2.6. Determination of phytoconstituents Preliminary phytochemical analysis of crude MEPA fruit pulp and seed were conducted based on the following standard protocols described by Miah et al. (2020), Bhandari et al. (2017), and Senguttuvan et al. (2014) to detect the presence of phytoconstituents including alkaloids, phenols, flavonoids, steroids, saponins, tannins, glycosides, terpenoids, proteins, and carbohydrates in studied materials.

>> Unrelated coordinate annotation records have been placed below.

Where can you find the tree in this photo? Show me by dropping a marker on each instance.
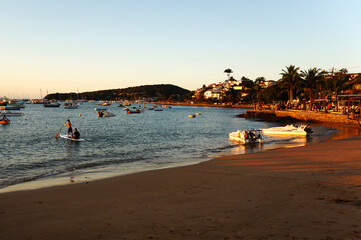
(336, 83)
(260, 80)
(290, 77)
(228, 71)
(311, 78)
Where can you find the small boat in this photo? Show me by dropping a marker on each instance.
(4, 121)
(302, 130)
(100, 109)
(71, 105)
(9, 113)
(10, 108)
(51, 104)
(105, 114)
(72, 139)
(135, 111)
(247, 136)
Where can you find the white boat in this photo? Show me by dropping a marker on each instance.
(247, 136)
(106, 114)
(9, 113)
(71, 105)
(302, 130)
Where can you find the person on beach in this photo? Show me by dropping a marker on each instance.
(70, 129)
(76, 134)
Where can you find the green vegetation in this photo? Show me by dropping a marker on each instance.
(162, 92)
(295, 87)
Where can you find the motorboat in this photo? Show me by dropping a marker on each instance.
(247, 136)
(51, 104)
(302, 130)
(10, 108)
(9, 113)
(106, 104)
(71, 105)
(4, 121)
(100, 109)
(105, 114)
(134, 111)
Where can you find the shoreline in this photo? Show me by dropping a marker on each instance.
(81, 176)
(277, 194)
(71, 178)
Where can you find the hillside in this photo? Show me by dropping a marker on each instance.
(155, 92)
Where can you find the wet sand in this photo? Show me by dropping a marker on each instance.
(310, 192)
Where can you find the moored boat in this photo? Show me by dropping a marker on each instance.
(100, 109)
(247, 136)
(10, 108)
(105, 114)
(302, 130)
(51, 104)
(134, 111)
(4, 121)
(71, 105)
(9, 113)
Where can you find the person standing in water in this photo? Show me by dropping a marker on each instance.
(70, 129)
(76, 134)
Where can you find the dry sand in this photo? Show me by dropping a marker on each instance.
(311, 192)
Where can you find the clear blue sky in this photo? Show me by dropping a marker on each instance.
(86, 45)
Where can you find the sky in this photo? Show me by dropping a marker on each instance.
(88, 45)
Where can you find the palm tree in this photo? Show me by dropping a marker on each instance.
(228, 71)
(290, 77)
(337, 83)
(311, 78)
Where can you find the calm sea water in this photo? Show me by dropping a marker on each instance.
(125, 143)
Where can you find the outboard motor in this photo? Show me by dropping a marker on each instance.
(308, 129)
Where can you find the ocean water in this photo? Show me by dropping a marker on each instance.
(125, 143)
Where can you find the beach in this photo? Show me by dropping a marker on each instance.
(310, 192)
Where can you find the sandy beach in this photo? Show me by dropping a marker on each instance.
(310, 192)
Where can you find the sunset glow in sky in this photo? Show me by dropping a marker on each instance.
(86, 45)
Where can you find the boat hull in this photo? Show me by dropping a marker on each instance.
(248, 136)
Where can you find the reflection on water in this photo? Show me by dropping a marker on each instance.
(127, 143)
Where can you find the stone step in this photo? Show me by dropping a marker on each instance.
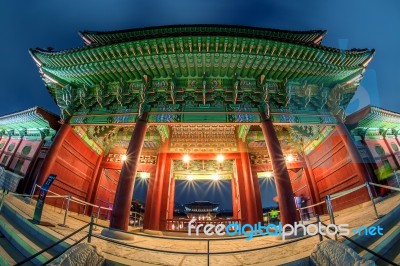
(10, 255)
(25, 238)
(388, 222)
(386, 244)
(25, 246)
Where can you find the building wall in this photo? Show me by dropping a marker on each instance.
(106, 190)
(74, 166)
(334, 171)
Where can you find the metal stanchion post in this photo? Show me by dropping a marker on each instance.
(372, 199)
(330, 210)
(62, 206)
(66, 211)
(97, 217)
(300, 214)
(319, 226)
(90, 229)
(208, 252)
(397, 178)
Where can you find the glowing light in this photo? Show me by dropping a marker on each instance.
(186, 158)
(215, 177)
(220, 158)
(290, 158)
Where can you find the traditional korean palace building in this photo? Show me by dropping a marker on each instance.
(202, 102)
(202, 210)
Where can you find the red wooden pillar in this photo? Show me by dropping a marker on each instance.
(51, 155)
(149, 195)
(391, 152)
(94, 183)
(312, 184)
(355, 157)
(155, 191)
(163, 199)
(282, 180)
(249, 184)
(241, 188)
(235, 201)
(123, 196)
(14, 152)
(171, 199)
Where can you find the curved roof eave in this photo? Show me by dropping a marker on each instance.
(92, 37)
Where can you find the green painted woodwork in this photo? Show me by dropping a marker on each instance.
(91, 37)
(28, 123)
(223, 68)
(203, 169)
(202, 74)
(320, 138)
(11, 147)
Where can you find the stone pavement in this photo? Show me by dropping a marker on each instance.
(355, 216)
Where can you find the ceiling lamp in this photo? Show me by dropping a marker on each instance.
(290, 158)
(215, 177)
(186, 158)
(220, 158)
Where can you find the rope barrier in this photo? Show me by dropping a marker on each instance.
(344, 193)
(388, 187)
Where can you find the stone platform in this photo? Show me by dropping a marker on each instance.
(354, 216)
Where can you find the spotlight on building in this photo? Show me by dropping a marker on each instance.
(220, 158)
(186, 158)
(290, 158)
(215, 177)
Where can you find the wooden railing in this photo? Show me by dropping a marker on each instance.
(183, 224)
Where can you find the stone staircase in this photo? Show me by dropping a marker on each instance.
(387, 245)
(19, 239)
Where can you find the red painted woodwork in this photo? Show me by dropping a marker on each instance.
(53, 152)
(7, 155)
(74, 163)
(235, 202)
(282, 180)
(333, 170)
(252, 206)
(123, 197)
(257, 194)
(171, 200)
(164, 201)
(4, 142)
(242, 206)
(378, 159)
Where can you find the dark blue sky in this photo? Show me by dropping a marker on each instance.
(45, 23)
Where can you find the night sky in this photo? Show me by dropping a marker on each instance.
(45, 23)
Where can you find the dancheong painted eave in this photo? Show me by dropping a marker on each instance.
(96, 37)
(200, 53)
(35, 118)
(372, 118)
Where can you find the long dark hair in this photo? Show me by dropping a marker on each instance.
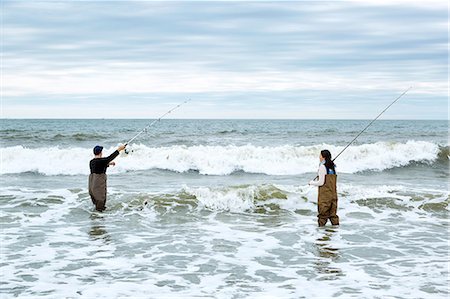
(329, 164)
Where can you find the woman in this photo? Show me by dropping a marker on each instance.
(326, 181)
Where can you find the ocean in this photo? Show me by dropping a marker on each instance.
(222, 209)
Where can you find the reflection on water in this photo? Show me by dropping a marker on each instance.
(98, 231)
(327, 255)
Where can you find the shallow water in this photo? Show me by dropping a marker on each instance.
(235, 220)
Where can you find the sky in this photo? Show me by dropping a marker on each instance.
(233, 59)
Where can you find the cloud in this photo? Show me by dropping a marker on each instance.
(261, 49)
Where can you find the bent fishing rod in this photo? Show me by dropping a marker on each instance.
(359, 134)
(155, 121)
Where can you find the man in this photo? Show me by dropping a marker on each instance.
(97, 178)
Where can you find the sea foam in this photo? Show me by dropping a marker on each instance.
(221, 160)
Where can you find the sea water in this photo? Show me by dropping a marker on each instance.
(222, 209)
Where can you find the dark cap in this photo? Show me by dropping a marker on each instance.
(98, 149)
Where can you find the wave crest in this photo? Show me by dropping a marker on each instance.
(225, 160)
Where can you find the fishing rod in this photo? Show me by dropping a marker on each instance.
(372, 122)
(369, 125)
(155, 121)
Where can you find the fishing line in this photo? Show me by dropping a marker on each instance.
(368, 126)
(155, 121)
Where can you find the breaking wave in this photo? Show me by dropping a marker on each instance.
(225, 160)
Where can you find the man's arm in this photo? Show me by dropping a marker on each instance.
(115, 153)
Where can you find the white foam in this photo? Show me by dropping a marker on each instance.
(220, 160)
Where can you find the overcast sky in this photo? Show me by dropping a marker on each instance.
(234, 59)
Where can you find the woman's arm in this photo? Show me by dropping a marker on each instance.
(321, 173)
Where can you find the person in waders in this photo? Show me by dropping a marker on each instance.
(326, 181)
(97, 178)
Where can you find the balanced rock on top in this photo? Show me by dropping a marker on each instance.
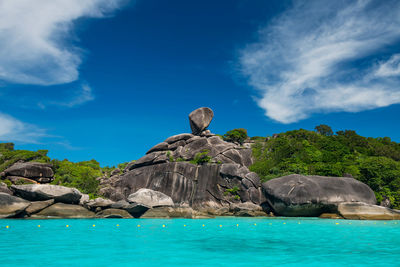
(200, 119)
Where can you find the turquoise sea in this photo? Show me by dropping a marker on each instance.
(208, 242)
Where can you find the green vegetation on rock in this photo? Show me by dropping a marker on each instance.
(374, 161)
(201, 158)
(236, 135)
(81, 175)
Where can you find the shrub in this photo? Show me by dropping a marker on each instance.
(7, 182)
(81, 175)
(236, 135)
(201, 157)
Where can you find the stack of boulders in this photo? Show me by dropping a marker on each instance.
(191, 175)
(218, 185)
(29, 172)
(53, 201)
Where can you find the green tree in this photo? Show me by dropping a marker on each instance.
(236, 135)
(324, 130)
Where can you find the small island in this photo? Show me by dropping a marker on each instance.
(203, 175)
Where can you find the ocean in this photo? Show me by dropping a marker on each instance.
(228, 241)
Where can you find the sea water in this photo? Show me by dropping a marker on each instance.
(202, 242)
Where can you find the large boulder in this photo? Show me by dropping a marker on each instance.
(98, 203)
(299, 195)
(135, 209)
(34, 170)
(11, 206)
(37, 206)
(4, 189)
(37, 192)
(200, 119)
(61, 210)
(363, 211)
(150, 198)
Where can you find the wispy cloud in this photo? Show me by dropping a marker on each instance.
(36, 42)
(80, 96)
(326, 56)
(14, 130)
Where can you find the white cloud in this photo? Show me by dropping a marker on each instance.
(326, 56)
(35, 45)
(13, 130)
(81, 96)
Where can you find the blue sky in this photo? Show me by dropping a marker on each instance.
(108, 79)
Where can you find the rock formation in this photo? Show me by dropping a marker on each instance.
(299, 195)
(198, 170)
(190, 175)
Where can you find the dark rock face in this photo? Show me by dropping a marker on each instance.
(166, 168)
(11, 206)
(200, 119)
(150, 198)
(37, 192)
(61, 210)
(187, 184)
(4, 189)
(37, 206)
(298, 195)
(113, 213)
(31, 170)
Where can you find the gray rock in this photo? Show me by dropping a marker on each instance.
(113, 213)
(247, 209)
(4, 189)
(150, 198)
(159, 147)
(99, 202)
(363, 211)
(135, 209)
(84, 199)
(37, 206)
(200, 119)
(178, 137)
(115, 172)
(37, 192)
(11, 206)
(61, 210)
(152, 158)
(30, 170)
(298, 195)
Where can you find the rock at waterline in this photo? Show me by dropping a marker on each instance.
(113, 213)
(38, 192)
(299, 195)
(61, 210)
(150, 198)
(11, 206)
(37, 206)
(200, 119)
(363, 211)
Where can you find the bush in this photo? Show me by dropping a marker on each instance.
(81, 175)
(7, 182)
(201, 158)
(6, 146)
(374, 161)
(9, 157)
(236, 135)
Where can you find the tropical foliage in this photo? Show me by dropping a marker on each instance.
(374, 161)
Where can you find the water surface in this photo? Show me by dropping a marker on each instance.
(208, 242)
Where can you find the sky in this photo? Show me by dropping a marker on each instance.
(109, 79)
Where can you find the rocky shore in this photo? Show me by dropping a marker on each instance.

2.7. Determination of lectin protein activity Haemagglutination is a specific form of agglutination which is involved to agglutinate the red blood cells (RBCs) in the presence of lectin proteins. The presence of lectin activity of crude MEPA fruit pulp and seed was estimated following hemagglutination assay described by the method of Islam et al. (2018a). At first, 1 mg crude extract from both samples was weighted, and then working extracts were prepared through centrifugation at 8000 rpm for 15 min. Again, 2% suspension (w/v) of RBCs was prepared with hemagglutination buffer through the centrifugation of collected mouse blood. After that hemagglutination reaction was performed in 96-well microtiter U-bottomed plates described by Hasan et al. (2019) with a slight modification. For performing this reaction, first of all, 50 ml of hemagglutination buffer was taken in every well of titer-plate, and then 50 ml prepared extracts of both samples were added to the first well of titer plate and serially diluted into the successive wells with PBS buffer (pH 7.4). Finally, an aliquot of 50 ml of 2% RBCs suspension was added to each well. PBS buffer along with 2% RBCs suspension without the extract was considered as control. Then this titer plate was shaken by a micro shake at 300 rpm for 20 min and after shaking placed on a table under room temperature. After 15–20 min, the agglutination of blood erythrocytes was observed and agglutination activity was assessed based on the rough granules within the titer plate.